Vice Chancellor of North South University
- Incumbent
- Assumed office 12 September 2024
- Preceded by: Atique Islam

Chairman of Grameen Bank
- Incumbent
- Assumed office 3 September 2024
- Preceded by: AKM Saiful Majid

Vice Chancellor of Primeasia University
- In office 2016–2020
- Succeeded by: Mesbah Kamal

Personal details
- Education: Northeastern University

= Abdul Hannan Chowdhury =

Bangladeshi academic

Abdul Hannan Chowdhury is a Bangladeshi academic, economist, and statistician. In 2024, he became the vice-chancellor of North South University and the chairman of Grameen Bank. Previously, Chowdhury was dean of the School of Business and Economics, North South University. He has also been the vice-chancellor of Primeasia University and pro-vice-chancellor of Eastern University.

==Education==
Chowdhury completed his bachelor's and master's in statistics from Jahangirnagar University in 1986 and 1987, respectively. After earning another master's degree in industrial engineering in 1996 from Northeastern University in Boston, he earned his Ph.D. from the same university in 1999. Later, he completed a post-doctoral fellowship at the University of Calgary.

==Career==
After completing his master's at Jahangirnagar University, Chowdhury started his career as a lecturer of management studies at Islamic University, Bangladesh. Later, he went to the United States to pursue higher education. After completing his MS and PhD from Northeastern University in the United States, he worked as a part-time faculty member at the same university from 1999 to 2001. Subsequently, he completed a postdoctoral fellowship and taught at the University of Calgary in Canada from 2001 to 2002. He was a faculty member at Windsor University in Canada from 2002 to 2005.

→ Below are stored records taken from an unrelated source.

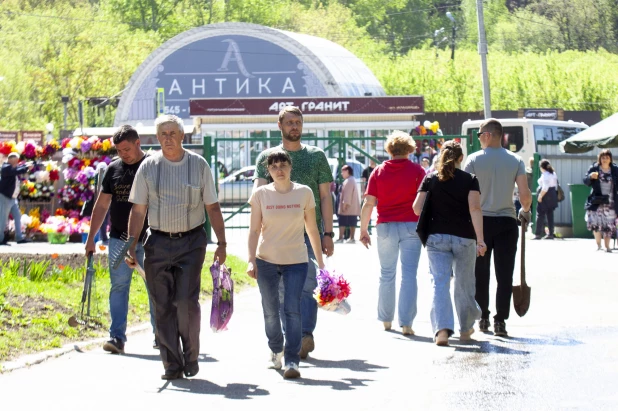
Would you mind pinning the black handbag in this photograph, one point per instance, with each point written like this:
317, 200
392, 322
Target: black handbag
424, 220
598, 200
560, 193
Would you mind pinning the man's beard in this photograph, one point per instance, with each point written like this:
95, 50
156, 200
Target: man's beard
288, 137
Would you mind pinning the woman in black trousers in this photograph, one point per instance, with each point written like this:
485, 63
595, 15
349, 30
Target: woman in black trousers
547, 198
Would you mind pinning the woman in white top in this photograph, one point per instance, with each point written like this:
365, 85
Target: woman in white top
280, 213
547, 197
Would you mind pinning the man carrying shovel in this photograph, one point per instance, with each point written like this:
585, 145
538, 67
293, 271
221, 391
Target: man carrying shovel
498, 170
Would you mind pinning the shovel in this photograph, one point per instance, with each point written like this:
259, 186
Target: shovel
521, 293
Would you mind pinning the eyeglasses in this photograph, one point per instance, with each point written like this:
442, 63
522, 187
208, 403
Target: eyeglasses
282, 167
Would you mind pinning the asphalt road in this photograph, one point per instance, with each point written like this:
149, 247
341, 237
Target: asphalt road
560, 356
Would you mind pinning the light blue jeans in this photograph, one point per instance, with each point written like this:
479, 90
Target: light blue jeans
16, 214
394, 238
293, 276
119, 292
6, 207
451, 254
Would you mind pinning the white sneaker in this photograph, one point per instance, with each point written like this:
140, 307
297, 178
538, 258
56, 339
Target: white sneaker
291, 371
276, 358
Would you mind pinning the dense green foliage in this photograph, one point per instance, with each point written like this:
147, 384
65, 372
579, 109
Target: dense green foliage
543, 53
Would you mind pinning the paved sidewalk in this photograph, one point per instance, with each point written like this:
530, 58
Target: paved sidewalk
560, 355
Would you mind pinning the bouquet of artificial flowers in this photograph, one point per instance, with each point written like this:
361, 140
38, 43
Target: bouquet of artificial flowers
222, 297
332, 291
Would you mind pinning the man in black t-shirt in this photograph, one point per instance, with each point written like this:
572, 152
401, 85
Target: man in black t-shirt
114, 196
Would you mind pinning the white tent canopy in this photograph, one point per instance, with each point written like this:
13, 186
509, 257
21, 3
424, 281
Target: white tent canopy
604, 134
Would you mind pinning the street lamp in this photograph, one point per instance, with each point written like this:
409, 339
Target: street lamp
449, 16
49, 137
437, 42
65, 101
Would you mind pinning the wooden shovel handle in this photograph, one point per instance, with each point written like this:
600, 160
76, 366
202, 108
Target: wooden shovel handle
523, 254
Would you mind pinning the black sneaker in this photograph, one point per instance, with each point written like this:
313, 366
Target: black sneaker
114, 345
484, 325
191, 369
500, 329
307, 345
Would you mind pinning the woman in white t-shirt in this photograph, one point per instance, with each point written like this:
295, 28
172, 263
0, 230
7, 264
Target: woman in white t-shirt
280, 213
547, 197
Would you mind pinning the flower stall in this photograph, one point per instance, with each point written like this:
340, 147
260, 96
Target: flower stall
47, 187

In 2005, he returned to Bangladesh and became a professor in the School of Business and Economics at North South University. He also served as the director of the BBA program and syndicate member of the university. He then became dean of the School of Business and Economics at the university. Chowdhury also served as the vice chancellor of Primeasia University from 2017 to 2020.

He became chairman and director of the Grameen Bank in 2024.

Chowdhury was also a visiting professor at the Yunnan Normal University in Yunnan, China.

In September 2024, Chowdhury was appointed vice-chancellor of North South University.